EDIT I can reformat to create comma delimited (to some extent): (note with this, there is a chance a comma exists in the duplicated string but don't worry about that)
00101,blah,0000202,thisisasentencethisisasentence,99929
00102,blah,0000202,thisisasentenc1thisisasentenc1,999292
You can use this pattern in notepad++ with an empty string as replacement:
^(?>\S+[^\S\n]+){3,}?(\S+?)\K\1(?!\S)
demo
pattern details:
^ # anchors for the start of the line (by default in notepad++)

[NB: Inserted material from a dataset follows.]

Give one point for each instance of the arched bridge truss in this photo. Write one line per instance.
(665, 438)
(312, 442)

(?> # atomic group: a column and the following space
\S+ # all that is not a white-space character
[^\S\n]+ # white-spaces except newlines
){3,}? # repeat 3 or more times (non-greedy) until you find
(\S+?)\K\1(?!\S) # a column with a duplicate
details of the last subpattern:
(\S+?) # capture one or more non-white characters
# (non-greedy: until \1(?!\S) succeeds)
\K # discard all previous characters from whole match result
\1 # back-reference to the capture group 1
(?!\S) # ensure that the end of the column is reached
Note: using {5,} instead of + in \S+? (so \S{5,}?) is a good idea, if you are sure that columns contain at least five characters.
You say you are happy with what (.{5,})\1 matches. So, just use $1 as the replacement value. It will automatically replace the repeated part and its copy with a single copy of the text.